I was drawn to this website and keep coming back. I feel so comfortable here. Today something inside of me said to talk to him. I told him how much I wanted to be with him and i brought up we could be together and in the future we could bring in someone that wanted to have a baby. That way it is a win/win for everyone. Do you think that the feeling I had was a sign from God or do you think it was more out of desperation? The feeling was a happiness and comfort I haven't felt in a long time.
 
I think it is a beginning. I won't jump to conclusions about it being a sign from God. I will say that you have started a journey with your man that will change your life. You did not say how he reacted to your conversation. I am sure that since you are the one who brought it up, he is probably stunned.
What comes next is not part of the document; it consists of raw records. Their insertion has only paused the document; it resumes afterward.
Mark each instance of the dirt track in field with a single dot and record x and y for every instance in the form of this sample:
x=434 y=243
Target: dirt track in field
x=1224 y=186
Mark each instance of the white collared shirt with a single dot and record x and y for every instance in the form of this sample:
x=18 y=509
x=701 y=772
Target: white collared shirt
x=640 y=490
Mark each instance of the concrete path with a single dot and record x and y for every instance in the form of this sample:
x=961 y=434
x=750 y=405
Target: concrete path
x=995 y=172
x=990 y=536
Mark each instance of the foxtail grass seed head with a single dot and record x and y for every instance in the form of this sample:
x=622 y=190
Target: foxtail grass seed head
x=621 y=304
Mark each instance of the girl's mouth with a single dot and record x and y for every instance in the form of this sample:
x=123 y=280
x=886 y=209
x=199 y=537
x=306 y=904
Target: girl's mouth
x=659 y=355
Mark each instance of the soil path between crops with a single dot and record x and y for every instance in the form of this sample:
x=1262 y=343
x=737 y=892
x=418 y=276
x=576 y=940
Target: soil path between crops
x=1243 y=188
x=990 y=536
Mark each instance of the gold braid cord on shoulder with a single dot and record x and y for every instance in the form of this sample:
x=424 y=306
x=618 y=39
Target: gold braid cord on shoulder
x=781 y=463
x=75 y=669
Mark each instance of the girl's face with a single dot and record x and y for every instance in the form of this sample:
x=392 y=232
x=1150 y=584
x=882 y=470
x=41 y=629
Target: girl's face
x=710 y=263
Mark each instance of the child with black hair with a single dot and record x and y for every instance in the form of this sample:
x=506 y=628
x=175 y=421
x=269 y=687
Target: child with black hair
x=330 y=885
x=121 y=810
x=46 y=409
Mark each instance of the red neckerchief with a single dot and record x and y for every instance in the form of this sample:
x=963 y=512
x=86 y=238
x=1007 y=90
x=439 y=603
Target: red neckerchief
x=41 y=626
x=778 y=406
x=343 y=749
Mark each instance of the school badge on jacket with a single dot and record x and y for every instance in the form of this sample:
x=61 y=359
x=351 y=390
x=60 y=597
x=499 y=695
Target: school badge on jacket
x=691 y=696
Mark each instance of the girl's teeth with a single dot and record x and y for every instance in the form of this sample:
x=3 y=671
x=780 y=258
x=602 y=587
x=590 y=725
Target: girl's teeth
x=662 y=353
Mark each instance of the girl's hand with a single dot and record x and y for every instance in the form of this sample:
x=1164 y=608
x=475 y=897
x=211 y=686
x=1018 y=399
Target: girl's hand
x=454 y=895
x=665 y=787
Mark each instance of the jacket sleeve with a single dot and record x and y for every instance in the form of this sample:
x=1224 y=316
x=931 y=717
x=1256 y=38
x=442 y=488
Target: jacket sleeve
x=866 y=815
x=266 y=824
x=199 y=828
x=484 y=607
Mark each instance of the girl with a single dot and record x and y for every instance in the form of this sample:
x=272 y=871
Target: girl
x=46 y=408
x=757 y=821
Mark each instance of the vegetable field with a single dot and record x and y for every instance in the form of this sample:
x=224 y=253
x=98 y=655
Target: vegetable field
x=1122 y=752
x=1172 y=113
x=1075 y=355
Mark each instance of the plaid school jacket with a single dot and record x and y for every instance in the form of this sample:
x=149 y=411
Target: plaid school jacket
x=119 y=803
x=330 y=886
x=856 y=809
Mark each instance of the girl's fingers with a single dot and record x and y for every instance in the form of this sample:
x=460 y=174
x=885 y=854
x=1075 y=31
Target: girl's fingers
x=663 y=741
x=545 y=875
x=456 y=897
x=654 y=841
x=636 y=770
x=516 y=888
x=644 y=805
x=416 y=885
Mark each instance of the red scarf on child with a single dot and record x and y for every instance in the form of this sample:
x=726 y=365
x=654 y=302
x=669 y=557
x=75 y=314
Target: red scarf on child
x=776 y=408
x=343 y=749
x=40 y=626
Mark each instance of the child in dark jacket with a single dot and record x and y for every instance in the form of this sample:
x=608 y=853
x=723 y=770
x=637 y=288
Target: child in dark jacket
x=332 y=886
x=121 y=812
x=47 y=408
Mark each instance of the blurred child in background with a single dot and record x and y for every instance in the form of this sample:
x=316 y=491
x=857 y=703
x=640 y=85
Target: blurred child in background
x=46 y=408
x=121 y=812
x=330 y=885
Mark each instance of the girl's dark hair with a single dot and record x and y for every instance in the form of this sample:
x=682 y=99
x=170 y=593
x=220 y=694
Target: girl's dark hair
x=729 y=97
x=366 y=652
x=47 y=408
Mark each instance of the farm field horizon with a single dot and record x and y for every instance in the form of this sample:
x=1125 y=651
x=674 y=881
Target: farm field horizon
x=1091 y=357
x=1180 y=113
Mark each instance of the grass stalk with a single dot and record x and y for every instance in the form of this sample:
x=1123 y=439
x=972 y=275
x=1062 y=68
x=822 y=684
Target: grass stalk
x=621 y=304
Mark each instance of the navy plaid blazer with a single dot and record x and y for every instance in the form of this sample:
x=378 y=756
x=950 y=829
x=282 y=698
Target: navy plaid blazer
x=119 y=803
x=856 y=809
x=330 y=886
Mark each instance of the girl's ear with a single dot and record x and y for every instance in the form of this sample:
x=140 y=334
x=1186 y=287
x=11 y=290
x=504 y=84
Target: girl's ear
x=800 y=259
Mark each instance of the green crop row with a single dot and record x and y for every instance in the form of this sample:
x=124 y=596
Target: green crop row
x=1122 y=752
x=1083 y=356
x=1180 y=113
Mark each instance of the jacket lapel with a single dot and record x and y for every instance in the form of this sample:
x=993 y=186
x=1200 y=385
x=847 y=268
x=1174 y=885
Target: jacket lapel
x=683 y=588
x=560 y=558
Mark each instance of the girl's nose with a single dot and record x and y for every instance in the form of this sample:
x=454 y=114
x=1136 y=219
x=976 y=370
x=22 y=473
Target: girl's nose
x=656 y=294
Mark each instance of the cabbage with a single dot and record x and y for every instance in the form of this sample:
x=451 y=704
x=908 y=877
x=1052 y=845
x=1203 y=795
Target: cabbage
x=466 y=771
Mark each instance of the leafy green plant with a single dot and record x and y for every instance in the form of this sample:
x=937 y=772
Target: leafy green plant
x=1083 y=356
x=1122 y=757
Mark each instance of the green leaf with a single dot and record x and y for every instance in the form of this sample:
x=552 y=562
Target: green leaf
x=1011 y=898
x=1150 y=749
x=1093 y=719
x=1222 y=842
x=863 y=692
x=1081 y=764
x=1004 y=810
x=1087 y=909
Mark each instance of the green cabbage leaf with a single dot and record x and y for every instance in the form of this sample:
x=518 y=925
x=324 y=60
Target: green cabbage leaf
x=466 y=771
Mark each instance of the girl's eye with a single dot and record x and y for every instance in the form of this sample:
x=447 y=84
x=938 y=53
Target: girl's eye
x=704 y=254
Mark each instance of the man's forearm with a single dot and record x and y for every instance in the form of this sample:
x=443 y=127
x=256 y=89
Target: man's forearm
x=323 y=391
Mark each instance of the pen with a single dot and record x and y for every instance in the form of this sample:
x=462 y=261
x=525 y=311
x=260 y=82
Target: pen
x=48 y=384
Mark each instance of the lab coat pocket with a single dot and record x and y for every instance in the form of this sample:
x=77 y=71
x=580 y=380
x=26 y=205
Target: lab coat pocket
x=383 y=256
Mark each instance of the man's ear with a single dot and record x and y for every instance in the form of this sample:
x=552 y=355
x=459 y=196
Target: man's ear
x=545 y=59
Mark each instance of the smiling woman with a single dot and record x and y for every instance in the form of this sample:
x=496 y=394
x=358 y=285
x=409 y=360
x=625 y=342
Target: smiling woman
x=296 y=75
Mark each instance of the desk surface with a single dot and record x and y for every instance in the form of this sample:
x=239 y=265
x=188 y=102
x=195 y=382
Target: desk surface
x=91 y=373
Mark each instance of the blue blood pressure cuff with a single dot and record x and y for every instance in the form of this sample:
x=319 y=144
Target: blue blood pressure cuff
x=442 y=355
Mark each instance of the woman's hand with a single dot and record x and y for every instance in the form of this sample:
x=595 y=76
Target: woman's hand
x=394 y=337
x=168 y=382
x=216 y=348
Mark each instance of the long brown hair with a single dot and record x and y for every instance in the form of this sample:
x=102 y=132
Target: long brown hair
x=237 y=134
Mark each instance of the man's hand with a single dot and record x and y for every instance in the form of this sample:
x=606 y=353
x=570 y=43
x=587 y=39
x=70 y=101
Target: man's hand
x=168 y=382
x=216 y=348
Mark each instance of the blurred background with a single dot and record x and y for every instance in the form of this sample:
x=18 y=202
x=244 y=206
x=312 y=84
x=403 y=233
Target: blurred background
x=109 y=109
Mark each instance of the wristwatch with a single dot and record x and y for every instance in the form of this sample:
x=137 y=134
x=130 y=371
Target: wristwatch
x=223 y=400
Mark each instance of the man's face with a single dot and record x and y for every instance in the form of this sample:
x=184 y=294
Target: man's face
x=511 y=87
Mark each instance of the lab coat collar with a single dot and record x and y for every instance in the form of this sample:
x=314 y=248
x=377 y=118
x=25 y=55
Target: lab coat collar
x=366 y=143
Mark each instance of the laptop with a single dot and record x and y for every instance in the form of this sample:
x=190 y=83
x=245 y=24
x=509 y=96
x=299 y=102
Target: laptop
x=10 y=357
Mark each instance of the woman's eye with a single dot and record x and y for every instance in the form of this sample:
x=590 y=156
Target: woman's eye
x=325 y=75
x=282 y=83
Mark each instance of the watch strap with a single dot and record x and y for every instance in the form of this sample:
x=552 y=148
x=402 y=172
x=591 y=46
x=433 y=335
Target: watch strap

From here, you wait for his reaction. And then you go forward prayerfully. There are a lot of men on this board who are saying, "Wow, what a lucky man he is." You have made a tremendous discovery. Now you just need to wait upon the Lord, being willing to do his will at any turn.

God Bless you

SweetLissa
 
He did say he would think about it. He asked me questions and I told him about this site and I think he even checked it out. If God wants it to happen I believe in my heart it will work, if not then maybe we weren't meant to be.
 
I wonder if he is the man for you. If a man truly loves a woman, why is it so necessary that they put that woman aside because she is unable to have "his child". I have love many children in my life and have never felt that one was less my own because it had or did not have my DNA within it. I understand that you love this man, but I think a man who really loves you would want to be with you regardless of childbearing ability.

SweetLissa
 
When we were only friends I knew how much he wanted a child of his own.. I respect him for that. Being a blood child is very important because its more of an honor to his father and grandfather because they all have the same name..

I guess time will tell and hopefully things work out and if they don't then I know it wasn't God's will.